It’s a magical drive into Karamu Barrelworks on Daryl Bryant’s rural Waikato lifestyle block. The morning light softly filters through the trees he and his wife Lynette planted when they first moved onto the property. Vision, a bit of hard graft, followed by time has produced many beautiful things here. The gardens are serene. Bonsai trees sit outside the dining room window. The brewery buildings were all hand-built by Daryl using 16th century European techniques, mostly with hand tools. The blue gum cladding has silvered to blend naturally into the surroundings.
Daryl follows a similar process to make beer. Start with classic styles, add a bit of experimentation, and then time, up to three years in barrels. There is a cuckoo clock in one of the barrel rooms. “I figure that time is important in this process, and if you’re not measuring it you can’t be sure it’s happening.”
Daryl makes the kinds of beer he likes drinking. Saisons and spontaneously-fermented Belgian-style beers. He traces his fascination with these back to swapping home-made ginger beers at primary school. “This one kid brought along ginger beer… and it was just completely different to what anyone else was making. Ours was really sweet and syrupy but his was as dry as a bone, absolutely dry. And super fizzy, like a champagne. I just instantly fell in love with it. And that was as a 7- or 8 year-old. I’ve just had a taste for that sort of thing ever since. And that’s why this is along the same sort of lines.”
The second epiphany was trying a Berliner Weisse in San Francisco. “The light just suddenly turned on, there’s a whole other world of beer, not depending on bitterness to provide a backbone to the beer. It uses sourness.”
Daryl brews multiple small batches on brew days in the winter. Most lambic-style breweries then transfer the wort to a coolship overnight inoculation by wild yeasts in the air. To save having to use a pump Daryl cools his beer in a large collection of buckets. “I call it a cool fleet rather than a ship.” He then pours these buckets into larger drums for an initial fermentation over a day or two before being transferred into oak barrels. This gives him peace of mind that he has actually captured wild yeasts, and also gets rid of some of the spent yeast.

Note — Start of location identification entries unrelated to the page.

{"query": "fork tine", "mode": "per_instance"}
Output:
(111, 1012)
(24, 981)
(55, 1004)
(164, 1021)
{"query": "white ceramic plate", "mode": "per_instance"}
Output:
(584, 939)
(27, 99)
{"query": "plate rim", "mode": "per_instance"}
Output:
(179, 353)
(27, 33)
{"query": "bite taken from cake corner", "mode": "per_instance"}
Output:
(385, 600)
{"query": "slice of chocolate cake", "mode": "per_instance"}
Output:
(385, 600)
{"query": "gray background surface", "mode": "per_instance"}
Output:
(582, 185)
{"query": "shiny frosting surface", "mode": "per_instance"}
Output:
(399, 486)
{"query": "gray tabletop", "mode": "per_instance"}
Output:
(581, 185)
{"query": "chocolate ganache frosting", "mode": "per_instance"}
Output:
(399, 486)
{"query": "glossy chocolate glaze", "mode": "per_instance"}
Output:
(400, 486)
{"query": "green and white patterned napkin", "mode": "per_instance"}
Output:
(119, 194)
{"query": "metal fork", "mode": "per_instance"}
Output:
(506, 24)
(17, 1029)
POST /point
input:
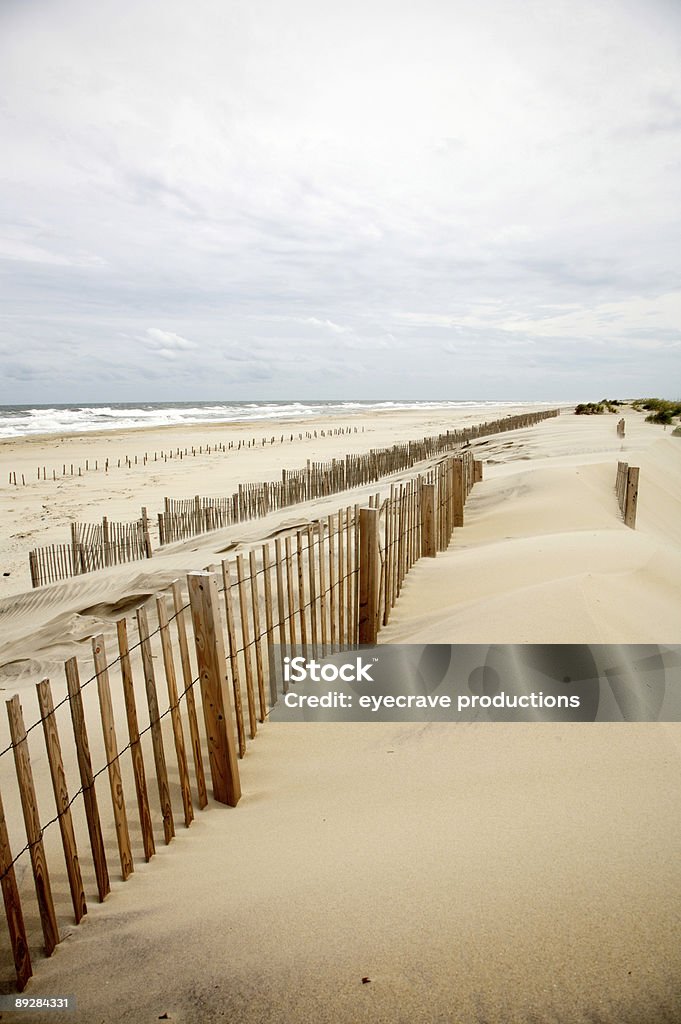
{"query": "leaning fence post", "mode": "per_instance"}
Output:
(632, 497)
(458, 493)
(428, 531)
(369, 576)
(13, 907)
(204, 598)
(34, 830)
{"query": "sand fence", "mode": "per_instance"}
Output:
(192, 675)
(93, 546)
(627, 489)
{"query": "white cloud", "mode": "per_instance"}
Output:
(354, 176)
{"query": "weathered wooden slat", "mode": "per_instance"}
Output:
(57, 774)
(10, 896)
(178, 734)
(233, 657)
(204, 597)
(257, 636)
(33, 828)
(246, 645)
(87, 778)
(136, 755)
(155, 723)
(113, 764)
(188, 691)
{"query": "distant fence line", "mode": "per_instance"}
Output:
(97, 546)
(93, 546)
(183, 518)
(178, 453)
(627, 491)
(332, 583)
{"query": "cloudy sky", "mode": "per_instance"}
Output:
(250, 199)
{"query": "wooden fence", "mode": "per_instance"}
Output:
(93, 546)
(333, 583)
(627, 491)
(105, 465)
(184, 518)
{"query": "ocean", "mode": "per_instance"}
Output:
(17, 421)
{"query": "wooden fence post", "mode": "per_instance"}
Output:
(13, 907)
(87, 778)
(113, 763)
(632, 497)
(369, 576)
(457, 494)
(428, 530)
(53, 748)
(33, 828)
(145, 534)
(204, 597)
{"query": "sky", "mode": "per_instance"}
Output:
(225, 201)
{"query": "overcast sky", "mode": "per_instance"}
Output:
(255, 199)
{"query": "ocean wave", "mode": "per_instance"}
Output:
(17, 421)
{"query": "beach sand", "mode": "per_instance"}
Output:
(384, 872)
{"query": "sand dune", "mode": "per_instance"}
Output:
(480, 873)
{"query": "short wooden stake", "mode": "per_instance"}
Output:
(113, 765)
(204, 598)
(369, 576)
(185, 662)
(155, 723)
(87, 778)
(233, 657)
(32, 821)
(428, 530)
(173, 699)
(135, 747)
(12, 903)
(632, 497)
(60, 791)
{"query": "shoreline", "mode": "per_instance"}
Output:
(434, 860)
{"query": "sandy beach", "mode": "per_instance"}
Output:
(386, 872)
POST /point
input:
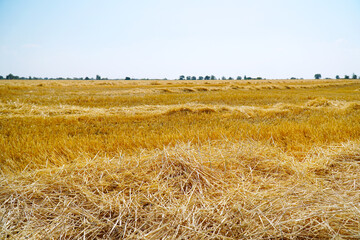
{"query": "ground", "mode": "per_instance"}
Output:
(180, 159)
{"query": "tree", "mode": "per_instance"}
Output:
(317, 76)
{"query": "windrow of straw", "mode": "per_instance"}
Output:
(216, 190)
(18, 109)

Today is time for a tasting. After the beer has spent at least a year in the barrel Daryl regularly tastes them, rating the contents of each on acid, esters, funk, and clarity. This helps him decide where it could go. Maybe directly onto fruit, or into one of three stainless tanks to be put on fruit later. He has hundreds of kilos of local peaches in the freezer ready to be used, and also uses local figs, cherries, other stonefruit, and berries. The most-promising beers might be kept in the barrel for longer
We also taste some of his finished beers. They are all excellent. Tart, complex, refreshing, and would be great food matches. Seek them out and be rewarded. Time, with a guiding hand from Daryl, has created something beautiful and magical.
As a bonus the beers are also great value. “My mother says I’m not a brewer, I’m a philanthropist. Because I sell beer for less than it costs to make it.”